Assurance vie : pourquoi le taux 2025 pourrait atteindre 2,7 % et surpasser le Livret A, selon les experts

Par La Rédaction - Mis à jour le

En 2025, les fonds en euros promettent un taux moyen de 2,65 % de l'assurance vie, surpassant le Livret A à 1,7 %. Les obligations d'État influencent ce regain.

Assurance vie : pourquoi le taux 2025 pourrait atteindre 2,7 % et surpasser le Livret A, selon les experts

Bonne nouvelle pour votre épargne : après des années hachées par l’inflation, la rémunération des contrats en Assurance vie repart à la hausse. Les signaux venus du marché obligataire et des assureurs laissent entrevoir un millésime plus généreux pour les fonds en euros. Aujourdhui, l’attente se cristallise sur les annonces de janvier. Les projections d’experts convergent et installent un espoir concret.

D’après les dernières estimations de Facts & Figures, le taux 2025 moyen servi sur les fonds en euros devrait se hisser autour de 2,65 % sur le marché, avec un scénario haut à 2,7 %. « nous anticipons un taux moyen autour de 2,65% en 2025, voire 2,7% dans le scénario le plus positif », a estimé Cyrille Chartier-Kastler, directeur du cabinet Facts & Figures, dans Capital. Après une moyenne de 2,6 % en 2024, la tendance s’affirme.
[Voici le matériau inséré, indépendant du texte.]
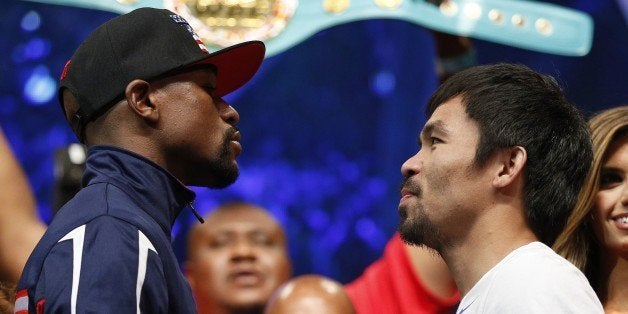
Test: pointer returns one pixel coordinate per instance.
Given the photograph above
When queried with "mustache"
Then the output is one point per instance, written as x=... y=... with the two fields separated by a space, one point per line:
x=410 y=186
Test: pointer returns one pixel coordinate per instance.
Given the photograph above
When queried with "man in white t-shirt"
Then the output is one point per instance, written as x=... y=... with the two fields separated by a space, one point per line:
x=503 y=155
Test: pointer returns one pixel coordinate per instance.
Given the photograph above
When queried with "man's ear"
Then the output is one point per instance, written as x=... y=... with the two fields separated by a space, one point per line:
x=137 y=92
x=511 y=161
x=188 y=271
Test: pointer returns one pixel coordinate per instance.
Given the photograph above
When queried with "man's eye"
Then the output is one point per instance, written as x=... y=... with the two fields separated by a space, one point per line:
x=209 y=89
x=609 y=179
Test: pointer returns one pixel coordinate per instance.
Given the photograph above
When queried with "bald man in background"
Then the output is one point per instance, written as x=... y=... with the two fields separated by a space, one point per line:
x=236 y=259
x=310 y=294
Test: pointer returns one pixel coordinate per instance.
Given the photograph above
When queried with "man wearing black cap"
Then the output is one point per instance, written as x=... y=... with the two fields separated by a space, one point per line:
x=144 y=94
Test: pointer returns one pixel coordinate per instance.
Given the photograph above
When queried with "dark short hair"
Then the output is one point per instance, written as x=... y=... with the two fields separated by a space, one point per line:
x=516 y=106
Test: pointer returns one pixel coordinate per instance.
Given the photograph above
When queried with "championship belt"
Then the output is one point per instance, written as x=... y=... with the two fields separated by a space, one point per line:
x=281 y=24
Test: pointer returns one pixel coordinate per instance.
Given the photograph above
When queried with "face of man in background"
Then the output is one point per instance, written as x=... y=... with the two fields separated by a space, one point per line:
x=236 y=259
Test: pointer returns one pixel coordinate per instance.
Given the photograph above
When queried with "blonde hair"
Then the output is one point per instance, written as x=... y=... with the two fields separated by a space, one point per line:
x=576 y=242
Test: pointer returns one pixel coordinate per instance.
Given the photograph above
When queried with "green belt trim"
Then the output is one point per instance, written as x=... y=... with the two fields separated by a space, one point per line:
x=532 y=25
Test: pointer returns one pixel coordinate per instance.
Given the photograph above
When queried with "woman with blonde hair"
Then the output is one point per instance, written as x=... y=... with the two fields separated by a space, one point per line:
x=595 y=237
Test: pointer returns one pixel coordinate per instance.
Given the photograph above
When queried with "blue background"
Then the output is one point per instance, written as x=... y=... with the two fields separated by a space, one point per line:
x=326 y=124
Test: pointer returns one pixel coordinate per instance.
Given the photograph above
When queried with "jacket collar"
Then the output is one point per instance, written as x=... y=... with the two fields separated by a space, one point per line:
x=154 y=189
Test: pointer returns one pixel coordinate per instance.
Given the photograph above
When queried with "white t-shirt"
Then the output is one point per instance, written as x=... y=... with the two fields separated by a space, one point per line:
x=532 y=279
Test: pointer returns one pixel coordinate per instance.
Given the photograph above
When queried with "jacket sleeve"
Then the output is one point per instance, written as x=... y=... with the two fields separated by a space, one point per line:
x=105 y=266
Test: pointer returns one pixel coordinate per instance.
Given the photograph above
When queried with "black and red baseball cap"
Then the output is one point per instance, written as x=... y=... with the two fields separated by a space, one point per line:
x=144 y=44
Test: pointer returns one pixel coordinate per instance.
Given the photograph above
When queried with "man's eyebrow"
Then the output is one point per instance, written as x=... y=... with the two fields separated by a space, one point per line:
x=435 y=126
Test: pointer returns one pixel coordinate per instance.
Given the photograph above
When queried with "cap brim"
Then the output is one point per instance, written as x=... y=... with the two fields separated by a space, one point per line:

Ces ordres de grandeur ne tombent pas du ciel : ils s’appuient sur des données consolidées d’assureurs et de marchés, et posent déjà la question du match avec le Livret A 1,7 %.

Les fonds en euros affichent un taux 2025 attendu autour de 2,65 %

Explication principale : la remontée des rendements des obligations d’État, auxquelles les fonds en euros sont très exposés, près des trois quarts de leur portefeuille, dont une part significative en OAT 10 ans (19,4 % en 2024). Quand la confiance envers la signature française se tend, les nouvelles obligations offrent davantage, ce qui diffuse peu à peu dans les portefeuilles des assureurs. « La situation politique et budgétaire de la France se dégrade, et elle risque encore de faire grimper le rendement des obligations françaises », a-t-il prédit. La transmission vers les taux servis prend du temps, mais le mouvement est enclenché.

Autre repère, la « performance réelle » des fonds en euros. En retirant l’inflation, les frais et les prélèvements sociaux, elle a enfin rebasculé dans le vert en 2024 à 0,19 %, selon Facts & Figures, après des années délicates, avec une performance réelle descendue à 3,60 % sous zéro en 2022 et 2,71 % sous zéro en 2023. Pour 2025, avec une inflation anticipée autour de 1,1 % et un taux moyen servi projeté à 2,65 %, le cabinet table sur un rendement réel proche de 1,1 %, un niveau plus vu depuis 2016. Entre 2013 et 2017, le rendement net dépassait déjà 1 %, à 1,28 % en 2016 et 1,86 % en 2015 ; depuis 2018, il s’était globalement inscrit en négatif.

Les assureurs arbitrent entre Livret A 1,7 % et la hausse des obligations

Dans ce contexte, la concurrence ne vient plus seulement des marchés financiers. Le Livret A 1,7 % depuis le 1er août a abaissé la barre à battre, mais les comptes à terme et les placements obligataires en direct attirent aussi. Pour rester attractifs, certains acteurs complètent la performance du portefeuille en puisant ponctuellement dans leurs réserves, notamment quand la collecte est stratégique. « les assureurs sont pris entre deux feux, entre la baisse du taux du Livret A et la hausse des rendements des obligations françaises, tout en devant toujours collecter massivement », a-t-il analysé. Difficile pour eux de laisser filer la collecte alors que les alternatives se multiplient.

Il faut dire que le stock d’obligations à faible coupon acheté dans les années 2010 continue de peser, tout comme les frais de gestion et les mises en réserve, des éléments qui ont comprimé les taux servis ces dernières années, selon le baromètre de Facts & Figures. Malgré tout, la base reste solide : environ 70 % des versements de l’assurance vie se dirigent vers les fonds en euros, sur un encours total de 2 052 milliards d’euros à fin juin 2025. Cela explique aussi des écarts de performance d’un contrat à l’autre. Les écarts reflètent des choix de gestion et le rythme d’intégration des nouvelles obligations, avec à la clef un 2025 qui s’annonce plus favorable pour l’épargnant.